FIP, Game Score, and evaluating starting pitching

If you read my first piece at THT a couple weeks ago, you are aware of my recent interest in questions as they pertain to baseball, and my not-so-recent interest in questions as they pertain to life, philosophy, and all that jazz. I’m a strong believer that in order to discover new things, and improve upon the things that we have already discovered, we need to know how to ask the right questions.

Last time I looked at what sorts of questions the most common offensive statistics do, and/or are trying to, answer. Naturally, my first thought for this piece was to turn to pitching statistics. But instead of looking at three or more stats like last time, I’m going to be more specific and expand on a couple stats that I find most interesting.

Which stats? Well, though there is much to be said about saves, I find the way in which we measure starting pitcher performance much more fascinating, maybe just because it’s so much more important. Traditionally, pitcher wins and ERA are the primary factors in determining a starting pitcher’s performance, as well as the quality of an individual start. Of course, we all know that ERA and especially wins aren’t the best indicators of pitcher quality, especially at an individual game level.

But just because they aren’t perfect doesn’t mean they aren’t useful. Why are they useful? Because they give us interesting questions to answer, of course!

Pitcher Wins

On the surface: “In how many games did the starting pitcher’s team win the game, given that he pitched five innings, left with a lead, and that lead held for the remainder of the game?”

Digging deeper: “In how many wins was the pitcher the main contributor (of all pitchers) to said win?”

The fundamental question: “How many games did the pitcher help his team win?”


On the surface: “At what rate did the pitcher prevent runs from scoring, not counting runs resulting from plays deemed to be errors by the official scorer?”

Digging deeper: “At what rate did the pitcher, of his own accord, prevent runs from scoring?”

The fundamental question: “How well did the pitcher pitch?”

In the end, wins and ERA are getting at very similar questions.
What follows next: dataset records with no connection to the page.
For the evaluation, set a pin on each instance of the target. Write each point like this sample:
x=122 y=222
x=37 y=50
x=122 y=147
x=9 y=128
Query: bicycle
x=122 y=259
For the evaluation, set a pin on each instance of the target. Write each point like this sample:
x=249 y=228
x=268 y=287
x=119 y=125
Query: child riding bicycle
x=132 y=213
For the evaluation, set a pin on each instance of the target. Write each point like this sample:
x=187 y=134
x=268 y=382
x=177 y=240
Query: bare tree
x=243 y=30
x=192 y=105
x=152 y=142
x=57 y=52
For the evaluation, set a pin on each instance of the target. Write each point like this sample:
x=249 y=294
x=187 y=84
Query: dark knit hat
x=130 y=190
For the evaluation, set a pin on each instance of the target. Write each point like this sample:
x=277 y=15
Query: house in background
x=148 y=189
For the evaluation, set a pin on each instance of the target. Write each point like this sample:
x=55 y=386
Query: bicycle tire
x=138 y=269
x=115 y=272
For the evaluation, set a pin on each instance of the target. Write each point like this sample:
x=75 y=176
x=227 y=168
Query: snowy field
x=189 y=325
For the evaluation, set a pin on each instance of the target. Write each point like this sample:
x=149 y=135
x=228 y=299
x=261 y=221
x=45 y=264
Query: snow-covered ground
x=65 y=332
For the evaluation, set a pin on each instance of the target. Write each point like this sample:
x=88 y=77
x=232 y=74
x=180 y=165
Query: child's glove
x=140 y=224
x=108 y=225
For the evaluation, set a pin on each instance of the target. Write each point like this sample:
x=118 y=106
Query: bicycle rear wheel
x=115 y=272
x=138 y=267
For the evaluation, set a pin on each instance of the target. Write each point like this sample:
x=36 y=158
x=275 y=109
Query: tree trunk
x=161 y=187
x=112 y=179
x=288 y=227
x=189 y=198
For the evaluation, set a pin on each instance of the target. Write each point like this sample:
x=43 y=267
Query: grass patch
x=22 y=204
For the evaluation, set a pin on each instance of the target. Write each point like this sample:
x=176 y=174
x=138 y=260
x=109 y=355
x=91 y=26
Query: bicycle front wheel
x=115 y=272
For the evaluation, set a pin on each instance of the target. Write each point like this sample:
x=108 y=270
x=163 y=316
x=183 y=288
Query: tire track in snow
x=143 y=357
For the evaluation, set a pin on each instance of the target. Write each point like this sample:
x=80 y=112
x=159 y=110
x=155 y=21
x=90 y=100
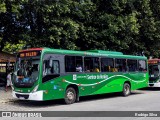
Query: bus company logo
x=74 y=77
x=6 y=114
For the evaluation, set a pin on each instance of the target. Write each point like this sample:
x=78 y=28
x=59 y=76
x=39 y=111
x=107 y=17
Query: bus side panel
x=53 y=89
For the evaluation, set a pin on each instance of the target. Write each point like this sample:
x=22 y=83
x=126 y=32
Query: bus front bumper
x=35 y=96
x=154 y=84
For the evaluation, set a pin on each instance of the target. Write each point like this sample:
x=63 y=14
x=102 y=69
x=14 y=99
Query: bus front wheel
x=70 y=95
x=126 y=89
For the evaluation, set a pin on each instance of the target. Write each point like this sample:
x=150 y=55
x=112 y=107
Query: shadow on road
x=40 y=104
x=151 y=89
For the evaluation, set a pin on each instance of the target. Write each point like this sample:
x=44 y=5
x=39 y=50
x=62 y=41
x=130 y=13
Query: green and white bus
x=47 y=74
x=154 y=72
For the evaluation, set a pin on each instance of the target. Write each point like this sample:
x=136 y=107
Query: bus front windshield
x=26 y=72
x=153 y=70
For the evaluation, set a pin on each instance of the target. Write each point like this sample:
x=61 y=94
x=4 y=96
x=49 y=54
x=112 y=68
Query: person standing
x=8 y=80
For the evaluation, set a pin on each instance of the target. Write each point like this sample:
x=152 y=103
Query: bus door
x=51 y=67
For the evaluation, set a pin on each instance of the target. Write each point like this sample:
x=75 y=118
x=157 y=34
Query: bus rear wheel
x=126 y=89
x=70 y=96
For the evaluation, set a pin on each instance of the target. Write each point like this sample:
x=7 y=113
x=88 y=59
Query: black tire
x=70 y=96
x=126 y=89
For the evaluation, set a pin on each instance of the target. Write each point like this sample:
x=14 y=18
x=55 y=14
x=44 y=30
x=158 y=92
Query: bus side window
x=107 y=64
x=120 y=65
x=142 y=65
x=91 y=64
x=73 y=64
x=132 y=65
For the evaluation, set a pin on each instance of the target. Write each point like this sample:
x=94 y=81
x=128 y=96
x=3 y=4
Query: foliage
x=129 y=26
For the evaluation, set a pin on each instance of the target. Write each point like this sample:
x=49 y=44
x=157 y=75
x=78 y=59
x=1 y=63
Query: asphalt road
x=147 y=99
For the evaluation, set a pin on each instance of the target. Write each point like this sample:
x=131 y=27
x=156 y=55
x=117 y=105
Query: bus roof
x=93 y=53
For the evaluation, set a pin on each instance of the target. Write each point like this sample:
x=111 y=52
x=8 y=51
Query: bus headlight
x=35 y=89
x=158 y=81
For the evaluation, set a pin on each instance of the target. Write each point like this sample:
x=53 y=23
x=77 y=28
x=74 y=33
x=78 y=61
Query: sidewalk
x=5 y=96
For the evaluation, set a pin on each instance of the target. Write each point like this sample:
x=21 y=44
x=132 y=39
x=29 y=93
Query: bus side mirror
x=50 y=63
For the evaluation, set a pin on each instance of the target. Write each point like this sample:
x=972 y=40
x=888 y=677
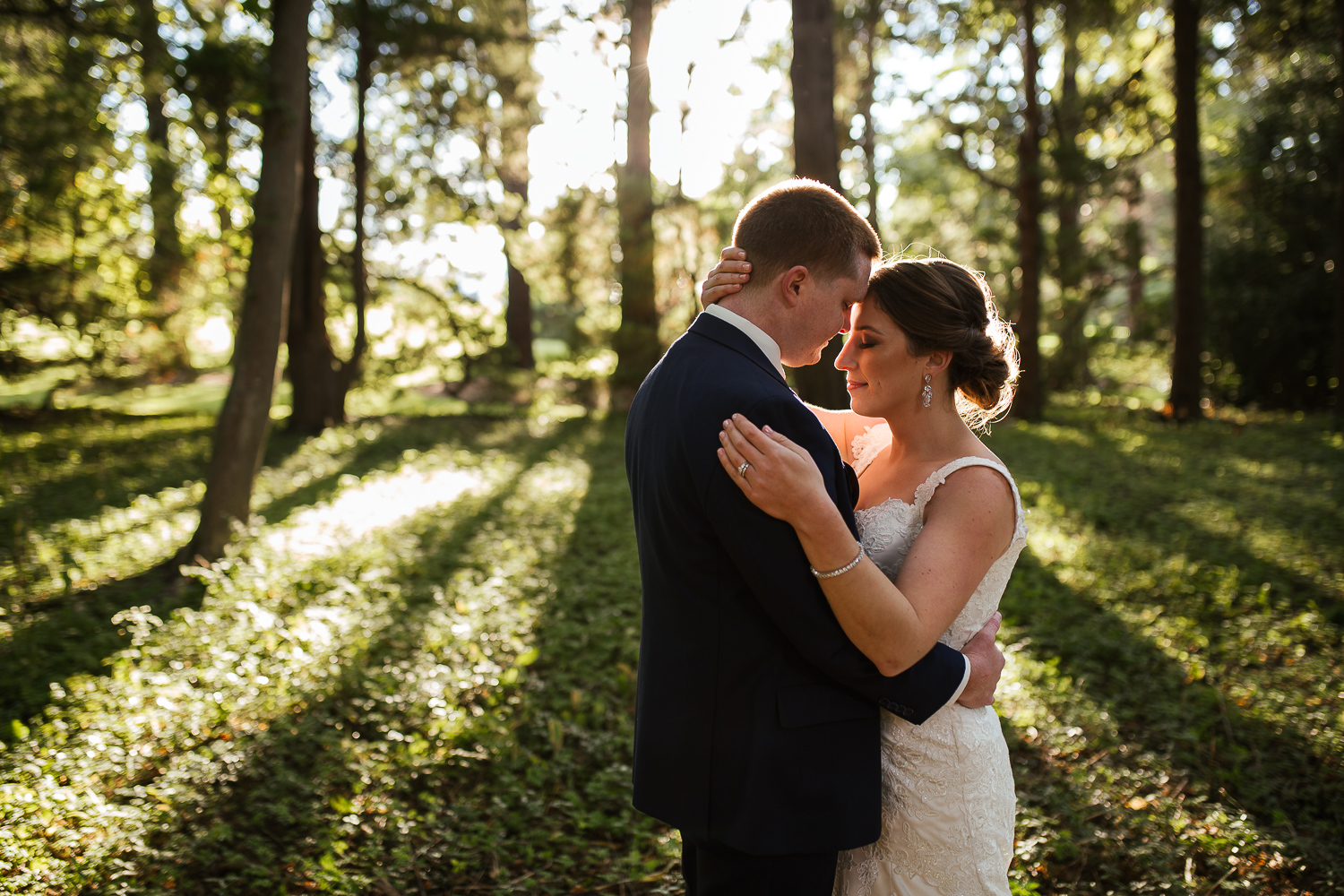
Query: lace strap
x=868 y=445
x=924 y=493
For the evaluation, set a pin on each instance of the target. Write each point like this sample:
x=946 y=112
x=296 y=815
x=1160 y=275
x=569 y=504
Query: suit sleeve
x=771 y=560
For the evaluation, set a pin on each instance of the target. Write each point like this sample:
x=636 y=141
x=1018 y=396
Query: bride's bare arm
x=967 y=528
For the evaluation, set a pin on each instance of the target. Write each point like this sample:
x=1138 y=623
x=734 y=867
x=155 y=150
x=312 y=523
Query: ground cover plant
x=417 y=673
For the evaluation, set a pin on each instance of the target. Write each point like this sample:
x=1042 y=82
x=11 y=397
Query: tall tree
x=316 y=374
x=365 y=58
x=1188 y=301
x=816 y=155
x=166 y=265
x=1069 y=366
x=1339 y=220
x=511 y=61
x=1133 y=249
x=871 y=21
x=245 y=419
x=1029 y=401
x=637 y=339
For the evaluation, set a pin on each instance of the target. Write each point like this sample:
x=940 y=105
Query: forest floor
x=416 y=675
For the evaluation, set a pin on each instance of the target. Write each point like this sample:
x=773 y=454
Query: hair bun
x=932 y=301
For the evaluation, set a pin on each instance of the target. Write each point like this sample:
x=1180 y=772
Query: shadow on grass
x=274 y=821
x=1292 y=788
x=69 y=634
x=1140 y=495
x=120 y=458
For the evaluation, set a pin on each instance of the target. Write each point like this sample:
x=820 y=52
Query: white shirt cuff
x=965 y=680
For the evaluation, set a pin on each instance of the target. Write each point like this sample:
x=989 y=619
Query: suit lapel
x=730 y=336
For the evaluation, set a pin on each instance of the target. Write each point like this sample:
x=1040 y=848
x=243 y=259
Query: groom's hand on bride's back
x=986 y=665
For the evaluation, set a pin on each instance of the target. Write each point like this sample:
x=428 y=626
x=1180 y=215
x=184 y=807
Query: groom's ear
x=793 y=284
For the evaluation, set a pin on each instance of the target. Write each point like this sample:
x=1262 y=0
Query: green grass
x=389 y=691
x=1175 y=689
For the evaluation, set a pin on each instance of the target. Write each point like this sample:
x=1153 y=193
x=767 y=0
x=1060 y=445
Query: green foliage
x=1175 y=692
x=440 y=702
x=1269 y=284
x=419 y=669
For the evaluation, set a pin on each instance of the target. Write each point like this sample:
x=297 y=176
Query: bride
x=941 y=525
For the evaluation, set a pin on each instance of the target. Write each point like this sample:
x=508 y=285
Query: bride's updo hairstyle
x=945 y=306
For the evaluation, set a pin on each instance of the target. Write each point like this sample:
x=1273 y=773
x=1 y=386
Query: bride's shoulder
x=844 y=426
x=868 y=438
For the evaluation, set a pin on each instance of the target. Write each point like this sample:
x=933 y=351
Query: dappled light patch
x=1174 y=699
x=419 y=672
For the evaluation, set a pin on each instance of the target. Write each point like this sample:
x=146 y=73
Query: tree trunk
x=314 y=373
x=166 y=265
x=245 y=419
x=1069 y=366
x=1133 y=238
x=873 y=15
x=359 y=273
x=1339 y=230
x=816 y=156
x=1029 y=401
x=1188 y=331
x=637 y=339
x=518 y=314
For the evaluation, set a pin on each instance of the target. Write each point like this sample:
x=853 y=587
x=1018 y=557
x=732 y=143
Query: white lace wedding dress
x=948 y=801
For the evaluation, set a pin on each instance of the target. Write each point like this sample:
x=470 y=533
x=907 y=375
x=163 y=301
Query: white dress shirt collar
x=768 y=346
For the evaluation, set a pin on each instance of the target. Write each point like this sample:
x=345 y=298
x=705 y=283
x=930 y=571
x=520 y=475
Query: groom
x=757 y=720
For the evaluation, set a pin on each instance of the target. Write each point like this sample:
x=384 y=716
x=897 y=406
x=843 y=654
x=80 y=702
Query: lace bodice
x=887 y=530
x=948 y=798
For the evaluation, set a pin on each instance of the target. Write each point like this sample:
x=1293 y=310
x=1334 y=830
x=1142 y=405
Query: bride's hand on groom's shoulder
x=776 y=474
x=726 y=277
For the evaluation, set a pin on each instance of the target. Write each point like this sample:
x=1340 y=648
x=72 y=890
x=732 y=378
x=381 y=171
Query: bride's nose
x=844 y=360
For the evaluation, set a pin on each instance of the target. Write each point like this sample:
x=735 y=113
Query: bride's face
x=882 y=376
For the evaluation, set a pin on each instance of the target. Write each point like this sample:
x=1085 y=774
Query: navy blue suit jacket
x=757 y=719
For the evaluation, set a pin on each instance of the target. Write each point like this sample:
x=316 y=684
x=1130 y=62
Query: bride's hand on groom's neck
x=986 y=665
x=726 y=279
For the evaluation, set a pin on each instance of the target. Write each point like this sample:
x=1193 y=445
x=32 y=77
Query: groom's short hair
x=803 y=222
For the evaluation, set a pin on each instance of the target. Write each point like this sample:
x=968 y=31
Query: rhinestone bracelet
x=844 y=568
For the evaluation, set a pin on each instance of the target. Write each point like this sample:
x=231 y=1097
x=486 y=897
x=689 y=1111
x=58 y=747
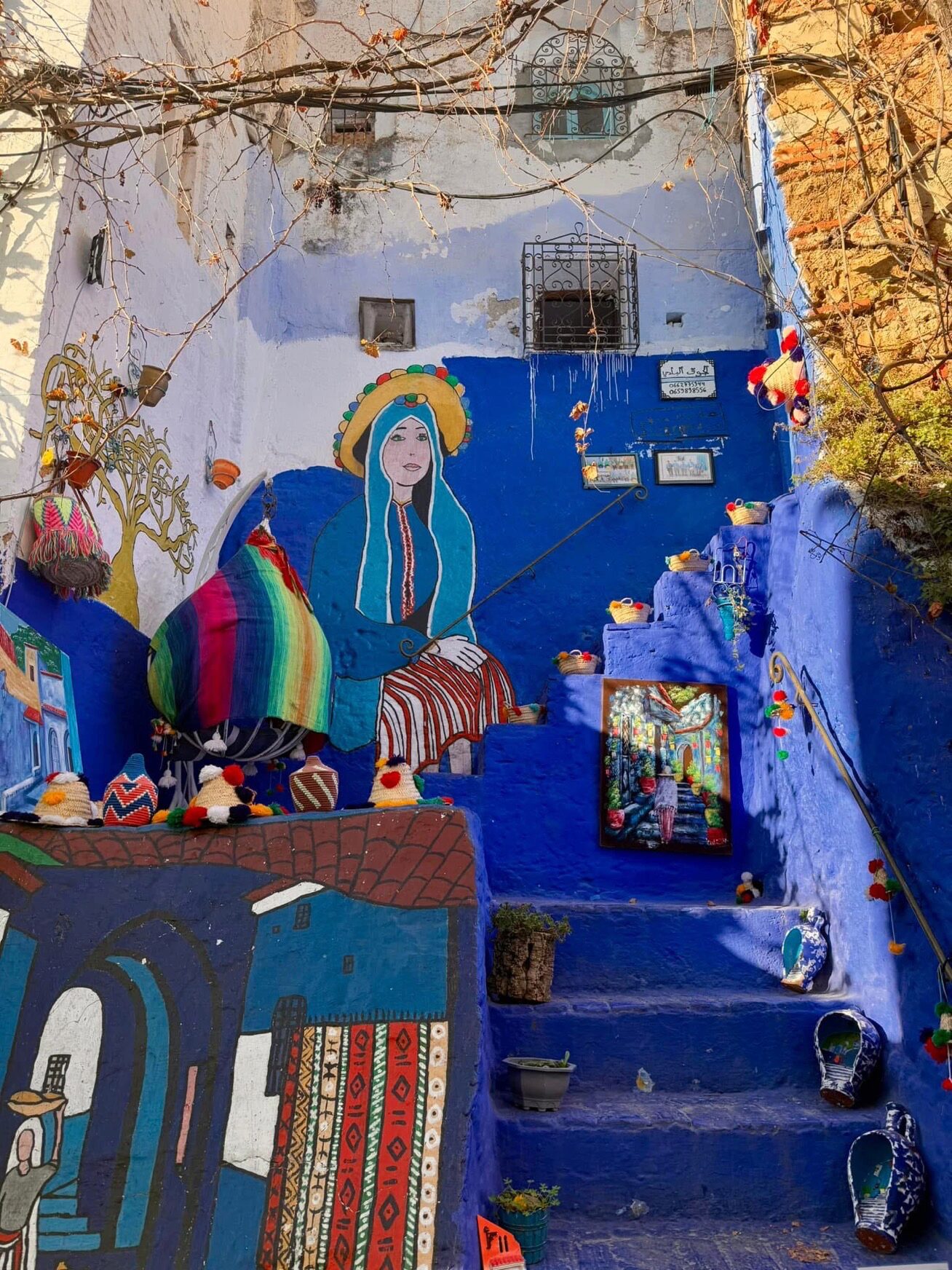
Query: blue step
x=55 y=1205
x=755 y=1155
x=689 y=1041
x=651 y=1244
x=63 y=1225
x=68 y=1242
x=627 y=947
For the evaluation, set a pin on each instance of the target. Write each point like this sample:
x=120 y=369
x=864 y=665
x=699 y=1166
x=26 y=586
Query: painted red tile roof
x=405 y=858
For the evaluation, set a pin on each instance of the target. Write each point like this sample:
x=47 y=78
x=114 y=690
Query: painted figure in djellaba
x=397 y=568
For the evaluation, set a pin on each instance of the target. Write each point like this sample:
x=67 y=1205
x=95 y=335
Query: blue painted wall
x=408 y=979
x=520 y=484
x=108 y=664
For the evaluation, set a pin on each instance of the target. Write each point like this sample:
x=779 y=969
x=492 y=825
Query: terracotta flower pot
x=153 y=385
x=80 y=469
x=225 y=473
x=523 y=964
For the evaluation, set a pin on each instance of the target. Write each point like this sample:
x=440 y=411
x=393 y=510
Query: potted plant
x=539 y=1084
x=648 y=784
x=614 y=814
x=523 y=955
x=525 y=1213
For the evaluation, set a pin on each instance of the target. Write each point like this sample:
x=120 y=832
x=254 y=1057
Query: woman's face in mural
x=406 y=455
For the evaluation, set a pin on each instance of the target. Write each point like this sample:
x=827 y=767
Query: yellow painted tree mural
x=85 y=413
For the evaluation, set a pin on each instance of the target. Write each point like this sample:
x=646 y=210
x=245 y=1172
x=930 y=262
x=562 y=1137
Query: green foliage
x=682 y=694
x=49 y=655
x=527 y=1199
x=907 y=493
x=527 y=920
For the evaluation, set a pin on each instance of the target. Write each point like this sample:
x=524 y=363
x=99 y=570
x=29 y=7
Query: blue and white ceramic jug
x=847 y=1046
x=886 y=1180
x=805 y=950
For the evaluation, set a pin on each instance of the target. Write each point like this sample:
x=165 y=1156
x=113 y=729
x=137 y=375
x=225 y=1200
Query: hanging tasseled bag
x=69 y=551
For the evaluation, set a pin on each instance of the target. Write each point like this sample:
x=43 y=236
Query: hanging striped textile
x=356 y=1161
x=427 y=706
x=244 y=647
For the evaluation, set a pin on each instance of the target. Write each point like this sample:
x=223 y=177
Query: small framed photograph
x=684 y=468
The former wants to measure pitcher performance as a counting statistic—that is, how many wins can we credit to the pitcher—while the latter wants to measure pitching performance as a rate statistic—that is, simply, how good is the pitcher?

Here’s the thing: for a starting pitcher, there is less use than one might think in separating the counting statistic and the rate statistic. After all, though we divide a starter’s performance into a number of units, such as batters faced and innings pitched, in the end the most important unit for a starting pitcher is games started.

Before you object, I don’t mean that starts should be the denominator when we’re measuring strikeout rate or walk rate or what have you. I mean that games started are the only units that are, for the most part, independent of each other. In other words, each batter faced is not independent—what happens in one plate appearance has an effect on the next plate appearance, whether it be a change in approach, pitching out of the stretch, or fatigue for the pitcher. The same goes for innings pitched; each inning is not independent of the previous one.

On the other hand, each start is basically a new event for the pitcher. Sure, there might be some fatigue or changed approach carried over, but for the most part, the end of one start marks the end of that pitching performance. This is what pitcher wins gets right—in theory, it counts the starts that helped the team win and doesn’t count the starts that didn’t do this.

Getting back to rate stats vs. counting stats, the idea that games started is the most important unit for a starting pitcher means that as far as measuring pitching performance goes, we want to base our judgments on what a pitcher does per game, not per inning or per batter faced. There are certainly times—in fact, many or most times—in which those are better units of measurements, but when talking about the quality of starting pitching performance, we fundamentally care about what the pitcher does per game.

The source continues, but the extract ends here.